As artimanhas de Scapino (2002) - texto de Molière. Temporada de quatro meses no Teatro Miguel Falabella, prosseguindo carreira no Teatro Laura Alvim.

Prêmios e indicações

Cartão de embarque - indicação nas categorias texto e direção no Prêmio Coca-Cola de Teatro Jovem.

Romeu e Isolda - Prêmio Shell de iluminação (Aurélio de Simoni). Cinco indicações para o Prêmio Coca-Cola de Teatro Jovem, conquistando direção (Daniel Herz e Susanna Kruger) e cinco indicações para o Prêmio Cantão de Teatro Adolescente, ganhando nas categorias espetáculo e atriz (Ana Paula Secco).

Decote - prêmios nas categorias texto, direção e espetáculo no VI Festival de Teatro de Rezende (RJ). A montagem recebeu as mesmas premiações no Prêmio Coca-Cola de Teatro Jovem (96).

A flauta mágica - indicação para o Prêmio Coca-Cola de Teatro Jovem nas categorias ator (Daniel Herz), direção (Herz e Susanna Kruger), figurinos (Ronald Teixeira), iluminação (Aurélio de Simoni), revelação (Helena Stweart e Paulo Hamilton), autor (Celso Lemos e Antônio Guimarães), produção e espetáculo, vencendo nas categorias revelação, produção, iluminação e espetáculo.

As artimanhas de Scapino - indicação para o Prêmio Shell (2002) nas categorias ator (Charles Fricks), diretor (Daniel Herz) e figurinos (Heloísa Frederico).


Publicações e eventos

A entrevista e Cartão de embarque - reunidos num volume, os dois textos foram publicados pela editora Relume-Dumará (94).

Romeu e Isolda/ Decote - o mesmo ocorreu com as duas peças, publicadas pela Garamond Editora (97)

Prêmio Coca-Cola de Teatro Jovem - apresentação e criação da festa de entrega do prêmio no Rio e em São Paulo (96/97)

Buscas, rupturas e transgressões:

Processos cênicos de companhias de repertório
- patrocinado pela Secretaria Municipal de Cultura de São Paulo, o projeto reuniu grupos representativos do novo teatro brasileiro, no Centro Cultural São Paulo (97). Neste evento, os Atores de Laura compareceram com os espetáculos Romeu e Isolda e Decote.

Ciclo de leituras de Brecht - realizado no Teatro Dulcina, no Rio, em 98. O grupo leu
O círculo de giz caucasiano.

Melodramas do picadeiro - ciclo de leituras dramatizadas de peças circences dos anos 40/50. O grupo leu O mundo não me quis, de A.Peres Filho, no Teatro Gonzaguinha (Fundação Calouste Gulbenkian), em 98. No ano seguinte, participou do mesmo evento interpretando As rosas de nossa senhora, de Celestino Silva.

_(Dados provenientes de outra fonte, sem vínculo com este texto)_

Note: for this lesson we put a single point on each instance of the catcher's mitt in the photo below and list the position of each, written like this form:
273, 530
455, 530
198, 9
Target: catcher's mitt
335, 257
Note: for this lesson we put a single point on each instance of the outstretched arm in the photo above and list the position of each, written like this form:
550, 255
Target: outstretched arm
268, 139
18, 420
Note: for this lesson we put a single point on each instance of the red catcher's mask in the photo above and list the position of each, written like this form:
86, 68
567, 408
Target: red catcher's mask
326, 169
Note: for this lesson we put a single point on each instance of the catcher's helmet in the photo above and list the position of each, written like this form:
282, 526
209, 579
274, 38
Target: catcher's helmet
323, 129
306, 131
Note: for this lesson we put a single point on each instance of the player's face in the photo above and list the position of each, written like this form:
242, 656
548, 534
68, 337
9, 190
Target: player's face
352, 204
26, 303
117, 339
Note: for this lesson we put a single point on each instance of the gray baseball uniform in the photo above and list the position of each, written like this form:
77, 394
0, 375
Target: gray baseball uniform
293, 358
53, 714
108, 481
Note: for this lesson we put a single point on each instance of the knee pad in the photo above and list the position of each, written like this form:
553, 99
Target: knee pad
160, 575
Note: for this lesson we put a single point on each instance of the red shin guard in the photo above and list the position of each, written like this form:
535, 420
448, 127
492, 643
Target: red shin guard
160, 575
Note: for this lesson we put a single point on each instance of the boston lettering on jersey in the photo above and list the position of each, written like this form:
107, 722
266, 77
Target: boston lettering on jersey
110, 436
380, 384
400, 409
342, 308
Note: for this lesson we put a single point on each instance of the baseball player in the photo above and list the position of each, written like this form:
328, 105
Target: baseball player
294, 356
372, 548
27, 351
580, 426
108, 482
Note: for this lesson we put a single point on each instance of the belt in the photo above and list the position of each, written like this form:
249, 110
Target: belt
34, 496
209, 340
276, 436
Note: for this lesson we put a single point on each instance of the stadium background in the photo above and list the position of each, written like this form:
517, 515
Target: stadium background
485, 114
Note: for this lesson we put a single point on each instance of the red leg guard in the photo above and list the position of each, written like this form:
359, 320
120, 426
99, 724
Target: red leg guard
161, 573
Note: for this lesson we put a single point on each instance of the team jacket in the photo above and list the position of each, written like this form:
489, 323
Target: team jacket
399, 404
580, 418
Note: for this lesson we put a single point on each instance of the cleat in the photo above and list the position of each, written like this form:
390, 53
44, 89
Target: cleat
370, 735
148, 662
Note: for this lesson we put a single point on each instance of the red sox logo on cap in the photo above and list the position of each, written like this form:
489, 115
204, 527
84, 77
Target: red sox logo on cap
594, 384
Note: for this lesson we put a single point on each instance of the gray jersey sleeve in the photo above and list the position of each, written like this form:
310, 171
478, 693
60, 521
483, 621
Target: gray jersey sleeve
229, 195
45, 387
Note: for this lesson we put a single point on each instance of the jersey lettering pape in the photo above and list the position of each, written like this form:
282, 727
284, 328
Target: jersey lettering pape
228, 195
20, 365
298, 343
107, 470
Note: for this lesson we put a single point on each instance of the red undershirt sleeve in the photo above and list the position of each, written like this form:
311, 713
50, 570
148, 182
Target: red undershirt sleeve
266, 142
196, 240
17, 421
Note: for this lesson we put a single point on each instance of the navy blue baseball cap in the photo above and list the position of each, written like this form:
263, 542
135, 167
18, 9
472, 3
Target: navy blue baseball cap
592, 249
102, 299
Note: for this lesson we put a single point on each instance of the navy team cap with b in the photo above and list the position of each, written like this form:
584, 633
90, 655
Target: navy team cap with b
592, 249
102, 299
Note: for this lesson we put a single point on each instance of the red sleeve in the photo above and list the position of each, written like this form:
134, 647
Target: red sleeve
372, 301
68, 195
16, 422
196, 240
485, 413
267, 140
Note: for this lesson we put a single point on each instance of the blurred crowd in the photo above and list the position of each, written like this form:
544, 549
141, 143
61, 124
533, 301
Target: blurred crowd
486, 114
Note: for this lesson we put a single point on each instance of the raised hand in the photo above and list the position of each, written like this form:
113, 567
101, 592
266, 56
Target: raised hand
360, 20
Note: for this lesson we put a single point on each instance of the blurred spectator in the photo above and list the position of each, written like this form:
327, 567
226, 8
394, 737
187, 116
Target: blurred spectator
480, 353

Festival de Curitiba - a companhia apresentou A flauta mágica, em 2000.

Teatro Miguel Falabella - o grupo assume a direção artística e administrativa desta casa de espetáculo (2000).

Minissérie - a convite da TV Globo, o grupo participou da minissérie sobre a vida de Chiquinha Gonzaga, atuando como uma companhia da época que contava teatralmente a história da maestrina.